You have celebrated Christmas and New Year and are now wondering when to take down your tree and decorations...

Some people take down their trees on Boxing Day while others do so on January 1 as a way of bringing in the New Year.

For those who believe in the Christian tradition of the Twelve Days of Christmas, the tree should not be taken down until Twelfth Night so as not to bring bad luck upon the home.

But when is Twelfth Night?

Twelfth Night

Different traditions state Twelfth Night falls on either January 5 or 6 as counting can begin on Christmas Day or Boxing Day.

But it has become more common for the Twelve Days of Christmas to begin on December 25, meaning the decs should come down on Friday, January 5.

It’s a Christian tradition that has been observed since the Middle Ages – but Twelfth Night wasn't always the date superstitious folk took down their decorations.

According to Dr Michael Carter, the senior properties historian at English Heritage, Christmas celebrations would have continued until Candemas on February 2.

He also said the bad luck belief may have come from medieval beliefs that decorations left up “would become possessed by goblins!”

After the tree is down

The first option is to plant the tree (if real) so it can be used again next Christmas.

Second option is to recycle your (real) tree by taking it to a Christmas tree drop-off point, of which there are several.

Sites in Waverley borough can be found at:

  • Woolmer Hill sports ground, Haslemere
  • High Lane recreation ground, Haslemere
  • Village Way Car Park, Cranleigh (by basketball hoop)
  • Haslemere recreation ground
  • Holloway Hill recreation ground, Godalming
  • Nursery Road Car Park, Broadwater Park, Godalming
  • Wrecclesham recreation ground
  • Rowledge recreation ground
  • Weybourne recreation ground
  • Farnham Park

Trees can only be dropped off at these sites until Friday, January 19.

Some councils including East Hampshire and Woking allow you to put your tree in with normal garden waste (cut up if over 6ft tall) and have it collected before the end of January but you should check to see if this is offered in your area.

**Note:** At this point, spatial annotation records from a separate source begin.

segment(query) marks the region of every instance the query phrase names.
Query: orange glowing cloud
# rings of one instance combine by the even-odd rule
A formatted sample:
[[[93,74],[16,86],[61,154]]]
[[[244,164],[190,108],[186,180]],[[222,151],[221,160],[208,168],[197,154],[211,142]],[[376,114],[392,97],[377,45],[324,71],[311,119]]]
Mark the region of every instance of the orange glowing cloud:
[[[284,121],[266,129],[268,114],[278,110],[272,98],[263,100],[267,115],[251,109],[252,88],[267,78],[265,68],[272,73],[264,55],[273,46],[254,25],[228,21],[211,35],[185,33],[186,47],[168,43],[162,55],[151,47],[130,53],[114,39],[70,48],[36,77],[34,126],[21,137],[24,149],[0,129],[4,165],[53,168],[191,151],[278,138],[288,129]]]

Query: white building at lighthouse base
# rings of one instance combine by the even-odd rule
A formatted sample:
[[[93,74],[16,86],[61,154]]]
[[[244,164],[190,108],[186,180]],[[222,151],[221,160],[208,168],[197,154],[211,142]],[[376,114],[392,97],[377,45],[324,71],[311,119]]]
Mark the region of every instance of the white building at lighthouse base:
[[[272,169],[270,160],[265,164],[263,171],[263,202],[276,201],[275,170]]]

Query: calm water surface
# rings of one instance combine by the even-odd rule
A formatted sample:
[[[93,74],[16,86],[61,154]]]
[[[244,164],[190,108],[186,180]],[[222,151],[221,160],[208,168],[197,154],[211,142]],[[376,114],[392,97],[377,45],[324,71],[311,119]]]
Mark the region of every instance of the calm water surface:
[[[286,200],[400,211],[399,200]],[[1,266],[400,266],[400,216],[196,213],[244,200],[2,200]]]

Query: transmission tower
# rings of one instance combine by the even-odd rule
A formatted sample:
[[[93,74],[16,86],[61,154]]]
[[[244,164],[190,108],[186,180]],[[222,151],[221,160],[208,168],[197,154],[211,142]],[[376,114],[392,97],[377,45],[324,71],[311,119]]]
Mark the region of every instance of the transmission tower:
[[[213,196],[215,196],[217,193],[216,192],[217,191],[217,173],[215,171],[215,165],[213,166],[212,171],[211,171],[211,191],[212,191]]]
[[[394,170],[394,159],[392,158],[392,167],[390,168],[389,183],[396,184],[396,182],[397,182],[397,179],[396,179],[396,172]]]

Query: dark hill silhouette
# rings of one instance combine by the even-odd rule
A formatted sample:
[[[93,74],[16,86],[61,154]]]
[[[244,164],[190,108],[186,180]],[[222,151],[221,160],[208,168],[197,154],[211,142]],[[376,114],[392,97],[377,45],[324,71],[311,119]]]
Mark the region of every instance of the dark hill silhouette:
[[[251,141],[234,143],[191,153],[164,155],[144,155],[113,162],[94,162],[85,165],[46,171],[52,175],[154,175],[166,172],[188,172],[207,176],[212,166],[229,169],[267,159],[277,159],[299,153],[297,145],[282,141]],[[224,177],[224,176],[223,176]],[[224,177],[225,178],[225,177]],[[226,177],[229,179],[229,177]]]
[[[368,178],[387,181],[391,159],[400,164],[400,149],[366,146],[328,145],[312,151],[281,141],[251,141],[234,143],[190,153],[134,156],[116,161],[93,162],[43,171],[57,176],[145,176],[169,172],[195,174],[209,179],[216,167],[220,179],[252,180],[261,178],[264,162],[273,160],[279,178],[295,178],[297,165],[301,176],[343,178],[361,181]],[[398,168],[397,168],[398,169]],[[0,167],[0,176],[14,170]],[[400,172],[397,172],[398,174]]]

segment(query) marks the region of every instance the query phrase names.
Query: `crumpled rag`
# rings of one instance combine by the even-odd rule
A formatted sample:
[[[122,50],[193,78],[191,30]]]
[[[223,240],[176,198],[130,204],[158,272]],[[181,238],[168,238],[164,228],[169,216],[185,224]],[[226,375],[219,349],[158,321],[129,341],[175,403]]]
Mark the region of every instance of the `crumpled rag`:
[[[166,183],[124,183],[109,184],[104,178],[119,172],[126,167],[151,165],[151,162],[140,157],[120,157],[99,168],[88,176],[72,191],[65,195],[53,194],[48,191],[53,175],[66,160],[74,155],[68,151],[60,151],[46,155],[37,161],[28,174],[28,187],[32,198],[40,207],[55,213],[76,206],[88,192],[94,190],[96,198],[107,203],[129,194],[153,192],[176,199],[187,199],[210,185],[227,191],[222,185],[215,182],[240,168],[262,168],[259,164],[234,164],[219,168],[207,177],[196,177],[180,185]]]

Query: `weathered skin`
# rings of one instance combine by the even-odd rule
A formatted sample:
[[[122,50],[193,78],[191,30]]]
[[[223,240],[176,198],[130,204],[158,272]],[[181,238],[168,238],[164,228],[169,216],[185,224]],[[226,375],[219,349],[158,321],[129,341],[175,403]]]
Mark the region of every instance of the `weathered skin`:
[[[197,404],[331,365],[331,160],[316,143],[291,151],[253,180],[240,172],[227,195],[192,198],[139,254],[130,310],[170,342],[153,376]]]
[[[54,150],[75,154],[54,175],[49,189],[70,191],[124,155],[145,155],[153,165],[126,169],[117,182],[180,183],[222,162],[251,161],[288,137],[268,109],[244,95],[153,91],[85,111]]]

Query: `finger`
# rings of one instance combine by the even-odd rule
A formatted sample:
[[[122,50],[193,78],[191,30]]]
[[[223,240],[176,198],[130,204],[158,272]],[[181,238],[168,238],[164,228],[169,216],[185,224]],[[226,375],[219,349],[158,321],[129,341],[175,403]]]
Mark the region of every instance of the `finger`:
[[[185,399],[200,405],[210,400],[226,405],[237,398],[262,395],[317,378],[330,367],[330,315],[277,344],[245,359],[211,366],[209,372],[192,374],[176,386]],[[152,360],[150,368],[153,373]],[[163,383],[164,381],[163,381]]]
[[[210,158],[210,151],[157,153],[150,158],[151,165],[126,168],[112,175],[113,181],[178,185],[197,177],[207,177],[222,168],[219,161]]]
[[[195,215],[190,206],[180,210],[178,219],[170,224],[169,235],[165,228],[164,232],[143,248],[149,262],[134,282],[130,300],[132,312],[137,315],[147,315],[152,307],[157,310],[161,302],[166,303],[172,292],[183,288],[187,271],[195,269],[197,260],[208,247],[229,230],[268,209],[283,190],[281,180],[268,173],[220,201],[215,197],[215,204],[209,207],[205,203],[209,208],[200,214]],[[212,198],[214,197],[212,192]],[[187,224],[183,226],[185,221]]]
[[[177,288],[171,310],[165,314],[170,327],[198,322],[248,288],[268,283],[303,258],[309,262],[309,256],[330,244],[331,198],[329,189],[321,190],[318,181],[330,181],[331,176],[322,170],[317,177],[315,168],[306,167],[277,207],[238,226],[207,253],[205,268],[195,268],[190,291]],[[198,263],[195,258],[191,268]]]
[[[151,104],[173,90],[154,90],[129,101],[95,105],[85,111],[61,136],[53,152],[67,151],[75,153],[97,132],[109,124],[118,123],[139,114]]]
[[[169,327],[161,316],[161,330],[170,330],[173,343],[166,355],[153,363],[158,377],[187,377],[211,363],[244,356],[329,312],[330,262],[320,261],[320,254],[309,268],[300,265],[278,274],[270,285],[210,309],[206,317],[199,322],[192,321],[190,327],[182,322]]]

Alternatively, ring local parks and wildlife centres to see if they need any trees for the flora and fauna, or take to your local community recycling centre.

Fake trees should be disposed of properly at a community recycling centre and not thrown out in general rubbish.

When the hard work is over why not join in on a Wassail happening near you.


Wassail is a Twelfth Night tradition which involves visiting an orchard and wishing for a good harvest for the year.

According to Chawton House it involves marching, singing and making lots of noise with different objects to keep away bad spirits whilst “pleasing the spirits of the fruit trees”.